Hi, I want to work on this is it still available?

Gallaecio commented 3 years ago

There’s 2 on-going pull requests already to fix it. Unless you want to review and provide feedback to those pull requests, it might be best to work on something else.

Gallaecio commented 3 years ago

@apalala @marlenachatzigrigoriou @spittieUM Looking deeper into the code to provide better feedback for your solutions, it started to seem to me that this issue should not be happening at all, because exceptions from the get_images method should not block the download of other images.

To be sure, I went ahead and tested the issue myself, creating the following file and running it with scrapy runspider in a Python virtual environment with Scrapy and Pillow installed:

from scrapy import Spider

class TestSpider(Spider):
    name = 'test'
    start_urls = ['http://toscrape.com/']

    custom_settings = {
        'IMAGES_STORE': '',  # TODO: Set your own download path
        'ITEM_PIPELINES': {
            'scrapy.pipelines.images.ImagesPipeline': 1,
        }
    }

    def parse(self, response):
        yield {
            'image_urls': [
                'http://toscrape.com/img/zyte.png',
                'https://img01.mgo-images.com/image/thumbnail/v2/content/MMV5CEBE0C5DC82A5028E7EA6B91F904DEF3.jpeg',
                'http://toscrape.com/img/books.png',
            ],
        }

This spider did as expected: the 2 good images were downloaded, the bad one was not downloaded.

@apalala Either I’m not understanding the issue correctly, or there is no issue.

marlenachatzigrigoriou commented 3 years ago

@Gallaecio I agree. From the first time, without changing the code, the spider was downloading the valid images and not the invalid ones. In my case, the raised OSError exception was visible in the command line but wasn't affecting the download.
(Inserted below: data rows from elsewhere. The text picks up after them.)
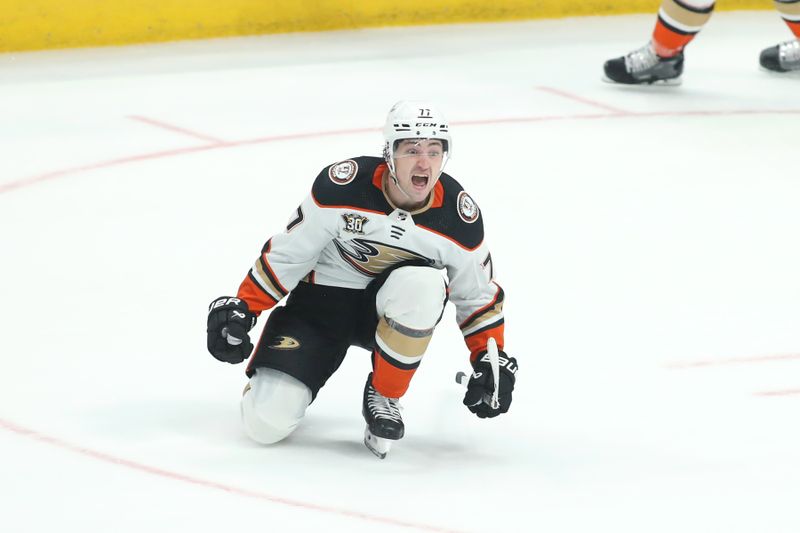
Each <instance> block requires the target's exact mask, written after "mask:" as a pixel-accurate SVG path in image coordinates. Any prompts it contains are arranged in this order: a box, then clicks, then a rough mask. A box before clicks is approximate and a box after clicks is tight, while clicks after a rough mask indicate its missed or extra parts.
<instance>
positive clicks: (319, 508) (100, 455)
mask: <svg viewBox="0 0 800 533" xmlns="http://www.w3.org/2000/svg"><path fill="white" fill-rule="evenodd" d="M0 428H2V429H5V430H7V431H10V432H12V433H15V434H17V435H20V436H23V437H28V438H30V439H33V440H36V441H38V442H41V443H44V444H48V445H50V446H54V447H56V448H61V449H62V450H67V451H70V452H73V453H77V454H80V455H83V456H85V457H89V458H91V459H95V460H97V461H102V462H104V463H110V464H113V465H117V466H122V467H125V468H128V469H131V470H136V471H138V472H145V473H147V474H152V475H154V476H158V477H162V478H167V479H171V480H174V481H181V482H184V483H190V484H192V485H199V486H201V487H206V488H210V489H215V490H222V491H225V492H228V493H230V494H236V495H238V496H246V497H248V498H255V499H258V500H264V501H268V502H270V503H275V504H280V505H287V506H290V507H296V508H299V509H304V510H310V511H318V512H321V513H327V514H333V515H338V516H344V517H347V518H354V519H358V520H365V521H369V522H376V523H379V524H384V525H392V526H400V527H407V528H411V529H417V530H420V531H435V532H438V533H460V532H459V531H457V530H453V529H446V528H441V527H436V526H429V525H426V524H419V523H414V522H408V521H404V520H397V519H394V518H387V517H383V516H378V515H371V514H367V513H361V512H358V511H348V510H346V509H337V508H335V507H326V506H324V505H317V504H314V503H308V502H302V501H299V500H292V499H289V498H280V497H278V496H272V495H270V494H265V493H261V492H256V491H252V490H248V489H242V488H238V487H234V486H232V485H225V484H223V483H217V482H215V481H209V480H206V479H201V478H197V477H192V476H188V475H185V474H180V473H178V472H172V471H169V470H164V469H162V468H158V467H154V466H150V465H146V464H143V463H137V462H136V461H131V460H128V459H124V458H122V457H117V456H115V455H111V454H108V453H104V452H99V451H97V450H92V449H90V448H85V447H83V446H78V445H76V444H72V443H69V442H67V441H63V440H61V439H57V438H55V437H51V436H49V435H45V434H43V433H39V432H37V431H34V430H32V429H28V428H25V427H22V426H20V425H18V424H15V423H13V422H9V421H8V420H4V419H2V418H0ZM376 527H377V526H376Z"/></svg>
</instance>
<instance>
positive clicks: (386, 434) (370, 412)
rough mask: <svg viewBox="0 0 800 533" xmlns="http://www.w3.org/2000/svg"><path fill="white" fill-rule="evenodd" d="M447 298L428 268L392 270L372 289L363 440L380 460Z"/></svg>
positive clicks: (442, 286) (388, 445) (441, 314)
mask: <svg viewBox="0 0 800 533" xmlns="http://www.w3.org/2000/svg"><path fill="white" fill-rule="evenodd" d="M446 301H447V286H446V284H445V281H444V278H443V277H442V274H441V273H440V272H439V271H438V270H436V269H434V268H430V267H422V266H405V267H401V268H398V269H396V270H394V271H393V272H392V273H391V274H390V275H389V276H388V277H387V278H386V281H385V282H384V284H383V286H382V287H381V288H380V289H379V290H378V292H377V294H376V297H375V306H376V310H377V313H378V326H377V328H376V331H375V348H374V350H373V354H372V358H373V372H372V373H371V374H370V375H369V376H368V377H367V382H366V384H365V385H364V398H363V408H362V412H363V415H364V419H365V420H366V422H367V430H366V432H365V441H364V442H365V444H366V445H367V447H368V448H370V450H372V451H373V452H374V453H375V454H376V455H378V456H379V457H381V458H383V457H385V455H386V452H388V449H389V445H390V442H389V441H393V440H398V439H400V438H402V437H403V435H404V433H405V426H404V425H403V418H402V414H401V411H400V403H399V400H400V398H401V397H402V396H403V395H404V394H405V393H406V391H407V390H408V386H409V384H410V383H411V378H412V377H413V376H414V373H415V372H416V370H417V368H418V367H419V364H420V362H421V361H422V356H423V355H424V354H425V351H426V349H427V348H428V343H429V342H430V340H431V336H432V335H433V330H434V328H435V327H436V324H437V323H438V322H439V319H440V318H441V316H442V311H443V309H444V304H445V302H446Z"/></svg>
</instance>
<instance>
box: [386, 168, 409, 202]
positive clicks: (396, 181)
mask: <svg viewBox="0 0 800 533" xmlns="http://www.w3.org/2000/svg"><path fill="white" fill-rule="evenodd" d="M392 167H394V164H392ZM389 178H391V180H392V181H393V182H394V186H395V187H397V190H399V191H400V192H401V193H403V194H404V195H405V197H406V198H407V199H409V200H413V198H411V195H410V194H408V193H407V192H406V191H405V189H403V188H402V187H401V186H400V180H398V179H397V176H395V175H394V168H390V169H389Z"/></svg>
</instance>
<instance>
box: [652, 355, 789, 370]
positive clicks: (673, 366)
mask: <svg viewBox="0 0 800 533" xmlns="http://www.w3.org/2000/svg"><path fill="white" fill-rule="evenodd" d="M796 360H800V354H786V355H762V356H757V357H731V358H727V359H706V360H702V361H685V362H675V363H668V364H666V365H665V366H666V367H667V368H676V369H679V368H700V367H705V366H722V365H738V364H746V363H769V362H773V361H796Z"/></svg>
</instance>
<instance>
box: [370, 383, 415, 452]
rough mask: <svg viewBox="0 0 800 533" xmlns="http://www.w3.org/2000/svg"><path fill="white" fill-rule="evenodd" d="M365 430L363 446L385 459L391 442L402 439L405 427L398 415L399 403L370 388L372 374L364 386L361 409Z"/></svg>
mask: <svg viewBox="0 0 800 533" xmlns="http://www.w3.org/2000/svg"><path fill="white" fill-rule="evenodd" d="M361 412H362V414H363V415H364V420H366V422H367V429H366V430H365V431H364V444H365V445H366V446H367V448H369V450H370V451H371V452H372V453H374V454H375V455H377V456H378V457H380V458H381V459H384V458H386V454H387V453H389V448H391V445H392V441H395V440H399V439H401V438H403V433H404V432H405V427H404V426H403V417H402V415H401V414H400V402H399V400H397V399H395V398H387V397H385V396H383V395H382V394H381V393H379V392H378V391H376V390H375V389H374V388H373V387H372V373H370V375H369V376H367V382H366V384H365V385H364V403H363V404H362V409H361Z"/></svg>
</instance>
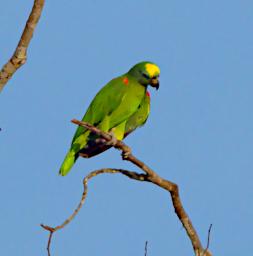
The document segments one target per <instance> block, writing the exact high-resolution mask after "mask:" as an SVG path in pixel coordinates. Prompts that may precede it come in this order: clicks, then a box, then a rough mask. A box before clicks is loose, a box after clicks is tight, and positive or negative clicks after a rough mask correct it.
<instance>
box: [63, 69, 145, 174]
mask: <svg viewBox="0 0 253 256" xmlns="http://www.w3.org/2000/svg"><path fill="white" fill-rule="evenodd" d="M145 92H146V88H145V87H144V86H142V85H141V84H139V83H138V82H137V81H136V80H135V79H133V78H132V77H131V76H129V75H128V74H125V75H123V76H120V77H118V78H115V79H113V80H112V81H110V82H109V83H108V84H107V85H106V86H104V87H103V88H102V89H101V90H100V91H99V92H98V93H97V95H96V96H95V98H94V99H93V101H92V102H91V104H90V106H89V108H88V110H87V112H86V114H85V115H84V117H83V119H82V120H83V121H85V122H88V123H90V124H92V125H94V126H97V127H98V128H99V129H101V130H102V131H105V132H108V131H113V132H114V133H115V136H116V138H117V139H120V140H121V139H123V137H124V134H125V129H126V124H127V121H128V120H129V118H130V117H131V116H132V115H133V114H134V113H135V112H136V111H137V110H138V109H139V106H140V104H141V103H142V101H143V99H144V97H145ZM142 112H143V113H144V112H145V111H142ZM146 112H147V111H146ZM146 112H145V113H144V114H142V117H141V118H134V120H133V124H131V128H130V129H131V130H134V129H136V128H137V127H138V126H140V125H141V123H143V122H144V121H143V115H146ZM148 112H149V110H148ZM144 119H145V120H146V119H147V117H145V118H144ZM89 135H90V132H89V131H88V130H87V129H85V128H83V127H78V128H77V130H76V133H75V135H74V138H73V140H72V145H71V148H70V150H69V152H68V154H67V156H66V157H65V160H64V162H63V164H62V166H61V168H60V174H61V175H63V176H65V175H66V174H67V173H68V172H69V171H70V169H71V167H72V166H73V164H74V163H75V161H76V159H77V158H78V153H79V152H80V151H81V152H83V151H84V150H85V148H87V147H89V142H90V141H91V140H94V136H89Z"/></svg>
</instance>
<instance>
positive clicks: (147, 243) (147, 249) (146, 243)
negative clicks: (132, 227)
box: [144, 241, 148, 256]
mask: <svg viewBox="0 0 253 256" xmlns="http://www.w3.org/2000/svg"><path fill="white" fill-rule="evenodd" d="M144 256H148V241H146V243H145V254H144Z"/></svg>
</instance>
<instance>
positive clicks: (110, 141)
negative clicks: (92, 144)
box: [105, 132, 118, 147]
mask: <svg viewBox="0 0 253 256" xmlns="http://www.w3.org/2000/svg"><path fill="white" fill-rule="evenodd" d="M109 134H110V135H111V139H110V140H109V141H107V142H106V143H105V144H106V145H107V146H113V147H114V146H115V145H116V144H117V142H118V140H117V138H116V137H115V135H114V133H113V132H109Z"/></svg>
In this way, I thought that the issue was to face the OSError so it won't be raised anymore.

apalala commented 3 years ago

@Gallaecio, it may be that the only issue is that having an OSError stack trace escape to the logs is unexpected.

Gallaecio commented 3 years ago

@apalala Shall we close this issue then, or would you want to hide that error or remove the traceback?

marlenachatzigrigoriou commented 3 years ago

@Gallaecio, if @apalala wants to remove the traceback, I think that #5097 solves it. But, I guess that the tests need more work.

apalala commented 3 years ago

I'd say to move to close if the OSError does not scape to the logs.

tonycoldashian commented 2 years ago

Hey! It's my first time working with Open Source and I'm interested in this and would like to help.

jmat94 commented 2 years ago

Hi! I am new to Open Source and I would like to contribute by coming up with a solution to this issue.

Gallaecio commented 2 years ago

I'd say to move to close if the OSError does not scape to the logs.

Closing, then.

@marlenachatzigrigoriou I’m really sorry for wasting your time, I should have tested this myself before opening the issue report.

marlenachatzigrigoriou commented 2 years ago

That's fine @Gallaecio. Thank you for the help in my first effort to contribute, no matter the ending of this issue!